Het hoger beroep slaagt. De rapportage van de HSK-groep heeft ten onrechte geen aanleiding gevormd het verzoek van appellant om een vervoersvoorziening in te willigen. Dit betekent dat de aangevallen uitspraak geen stand kan houden en dat ook het bestreden besluit moet worden vernietigd.
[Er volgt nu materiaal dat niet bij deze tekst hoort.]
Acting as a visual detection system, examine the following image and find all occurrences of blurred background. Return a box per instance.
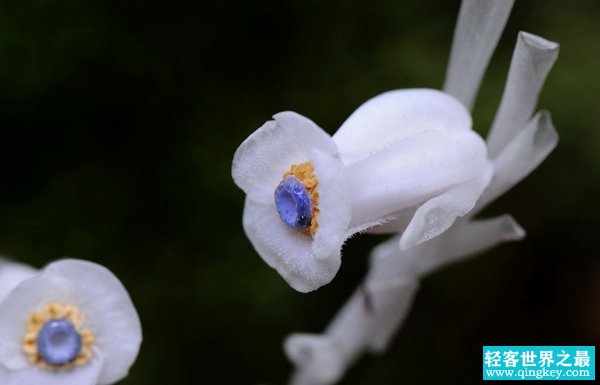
[0,0,600,385]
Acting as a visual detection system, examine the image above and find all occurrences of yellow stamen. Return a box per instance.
[22,301,96,371]
[283,162,320,236]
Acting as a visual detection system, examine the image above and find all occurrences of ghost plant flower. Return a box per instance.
[0,259,142,385]
[232,89,491,292]
[285,0,558,385]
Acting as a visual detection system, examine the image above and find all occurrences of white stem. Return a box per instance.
[487,32,559,158]
[444,0,514,109]
[469,111,558,216]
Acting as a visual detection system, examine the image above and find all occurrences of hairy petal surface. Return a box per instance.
[346,127,487,230]
[44,259,142,385]
[487,32,559,158]
[243,150,351,292]
[231,111,337,204]
[0,351,104,385]
[443,0,514,109]
[469,111,558,215]
[333,89,471,164]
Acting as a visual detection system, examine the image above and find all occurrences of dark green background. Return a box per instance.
[0,0,600,385]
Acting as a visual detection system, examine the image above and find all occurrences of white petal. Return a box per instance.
[400,163,493,250]
[231,111,337,204]
[310,151,352,259]
[284,334,345,385]
[487,32,558,158]
[333,89,471,164]
[243,198,341,293]
[44,259,142,385]
[243,150,350,292]
[0,258,38,302]
[473,111,558,214]
[0,352,103,385]
[346,127,487,229]
[444,0,513,109]
[0,274,72,370]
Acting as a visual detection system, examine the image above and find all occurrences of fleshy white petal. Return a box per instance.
[346,131,487,230]
[243,198,341,293]
[333,89,471,164]
[0,258,38,302]
[470,111,558,215]
[444,0,514,109]
[44,259,142,385]
[243,150,351,292]
[309,151,352,259]
[0,273,72,370]
[400,163,493,250]
[0,352,104,385]
[232,111,337,204]
[487,32,559,158]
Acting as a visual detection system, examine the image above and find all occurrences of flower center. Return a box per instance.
[23,302,94,370]
[37,319,81,365]
[275,162,319,235]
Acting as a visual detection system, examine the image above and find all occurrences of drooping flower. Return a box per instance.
[285,0,558,385]
[0,259,142,385]
[232,89,491,292]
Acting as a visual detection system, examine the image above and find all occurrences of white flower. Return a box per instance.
[232,89,492,292]
[285,0,558,385]
[0,259,142,385]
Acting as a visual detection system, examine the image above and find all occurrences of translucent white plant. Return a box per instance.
[0,259,142,385]
[285,0,558,385]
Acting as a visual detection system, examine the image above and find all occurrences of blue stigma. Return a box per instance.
[275,176,312,230]
[37,319,81,365]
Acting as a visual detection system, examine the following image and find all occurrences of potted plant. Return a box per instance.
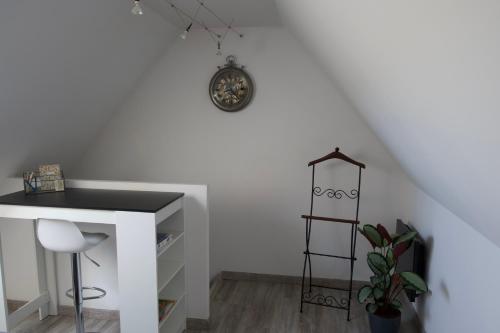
[358,224,428,333]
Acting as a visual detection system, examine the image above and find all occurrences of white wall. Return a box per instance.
[276,0,500,246]
[395,182,500,333]
[0,0,175,182]
[72,28,410,278]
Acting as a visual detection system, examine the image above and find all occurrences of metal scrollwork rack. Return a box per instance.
[300,147,366,321]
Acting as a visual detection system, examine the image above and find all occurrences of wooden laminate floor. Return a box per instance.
[14,280,420,333]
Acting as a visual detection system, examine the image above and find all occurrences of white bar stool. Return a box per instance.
[36,219,109,333]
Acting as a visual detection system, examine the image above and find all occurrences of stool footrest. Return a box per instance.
[66,287,106,301]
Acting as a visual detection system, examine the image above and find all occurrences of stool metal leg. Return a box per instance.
[71,253,85,333]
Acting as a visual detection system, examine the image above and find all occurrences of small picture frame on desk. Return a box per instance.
[23,164,65,194]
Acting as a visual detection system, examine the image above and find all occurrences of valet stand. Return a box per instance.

De Raad zal zelf in de zaak voorzien en appellant de gevraagde voorziening toekennen.
4.
Het voorgaande geeft aanleiding de minister te veroordelen in de kosten van appellant in bezwaar tot een bedrag van € 487,-, in beroep tot een bedrag van € 974,- en in hoger beroep tot een bedrag van eveneens € 974,- voor verleende rechtsbijstand.

BESLISSING

De Centrale Raad van Beroep
- vernietigt de aangevallen uitspraak;
- verklaart het beroep gegrond en vernietigt het bestreden besluit van 6 juni 2011;
- kent appellant, op grond van zijn aanvraag van 6 december 2008, een vervoersvoorziening
toe en bepaalt dat zijn uitspraak in zoverre in de plaats treedt van het vernietigde bestreden
besluit;
- veroordeelt de minister in de kosten van appellant in bezwaar, beroep en hoger beroep tot
een bedrag van in totaal € 2.435,-;
- bepaalt dat de minister appellant het in beroep en in hoger beroep betaalde griffierecht ten
bedrage van in totaal € 384,- vergoedt.
Deze uitspraak is gedaan door A. Beuker-Tilstra als voorzitter en R. Kooper en
B.J. van de Griend als leden, in tegenwoordigheid van J.T.P. Pot als griffier. De beslissing is uitgesproken in het openbaar op 5 juni 2014.